Infatti , una parte dell’acqua piovana si infiltra rapidamente nello strato superficiale perfettamente bagnabile e quando giunge sullo strato impermeabile, l’infiltrazione viene rallentata ed il terreno superficiale si impregna d’acqua. Inizia così, a causa della pendenza del versante, un flusso laterale interno che, sommandosi allo scorrimento superficiale, anche a causa della riduzione della copertura vegetale, causerà in breve tempo lo scivolamento e l’asportazione dello strato di terreno superficiale.

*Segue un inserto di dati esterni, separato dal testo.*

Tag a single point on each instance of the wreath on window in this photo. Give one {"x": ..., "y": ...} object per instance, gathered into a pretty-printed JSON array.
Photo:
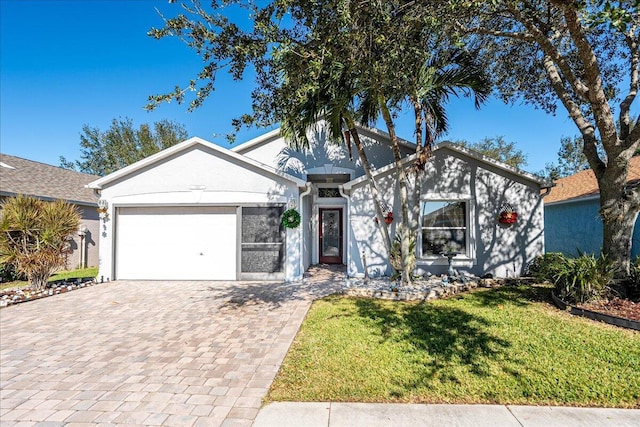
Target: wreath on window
[{"x": 290, "y": 218}]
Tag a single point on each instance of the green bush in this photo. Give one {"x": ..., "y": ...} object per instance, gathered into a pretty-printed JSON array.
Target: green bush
[
  {"x": 577, "y": 280},
  {"x": 584, "y": 279},
  {"x": 8, "y": 273},
  {"x": 546, "y": 267}
]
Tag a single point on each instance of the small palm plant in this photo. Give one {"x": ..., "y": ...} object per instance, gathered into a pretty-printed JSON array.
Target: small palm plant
[{"x": 34, "y": 234}]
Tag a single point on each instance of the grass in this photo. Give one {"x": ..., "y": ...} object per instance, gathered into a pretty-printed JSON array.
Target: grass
[
  {"x": 62, "y": 275},
  {"x": 502, "y": 346}
]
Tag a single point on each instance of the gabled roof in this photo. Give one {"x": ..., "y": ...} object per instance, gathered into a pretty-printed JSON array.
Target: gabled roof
[
  {"x": 583, "y": 185},
  {"x": 183, "y": 146},
  {"x": 465, "y": 152},
  {"x": 270, "y": 136},
  {"x": 22, "y": 176}
]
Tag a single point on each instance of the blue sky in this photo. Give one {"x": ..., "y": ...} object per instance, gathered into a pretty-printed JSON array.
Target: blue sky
[{"x": 64, "y": 64}]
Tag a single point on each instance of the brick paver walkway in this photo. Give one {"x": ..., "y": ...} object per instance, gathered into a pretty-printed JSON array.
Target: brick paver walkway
[{"x": 149, "y": 353}]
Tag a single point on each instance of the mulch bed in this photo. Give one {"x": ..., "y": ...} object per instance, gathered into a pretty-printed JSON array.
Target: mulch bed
[
  {"x": 17, "y": 296},
  {"x": 623, "y": 308}
]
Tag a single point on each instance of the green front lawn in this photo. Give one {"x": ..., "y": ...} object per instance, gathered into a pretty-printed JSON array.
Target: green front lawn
[
  {"x": 506, "y": 346},
  {"x": 62, "y": 275}
]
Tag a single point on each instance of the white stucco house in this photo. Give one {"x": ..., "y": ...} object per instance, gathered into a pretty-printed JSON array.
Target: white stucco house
[{"x": 198, "y": 211}]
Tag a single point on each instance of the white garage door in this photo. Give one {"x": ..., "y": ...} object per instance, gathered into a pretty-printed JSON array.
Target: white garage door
[{"x": 176, "y": 243}]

Da un’analisi sulle modificazioni indotte dal fuoco sui suoli forestali, si è potuto osservare che il sott’orizzonte O1 è completamente sparito dal suolo bruciato ed il sott’orizzonte O2 si è profondamente modificato. Poiché l’orizzonte O in questo caso corrisponde alla lettiera, è chiaro che questo è un effetto importante indotto dal fuoco. Ciò che rimane dell’orizzonte organico nel suolo interessato dall’incendio, da quanto si è potuto constatare praticamente, è costituito in gran parte da radici dissecate e mescolate a residui carboniosi della lettiera e della vegetazione erbacea, arbustiva ed in parte arborea soprastante.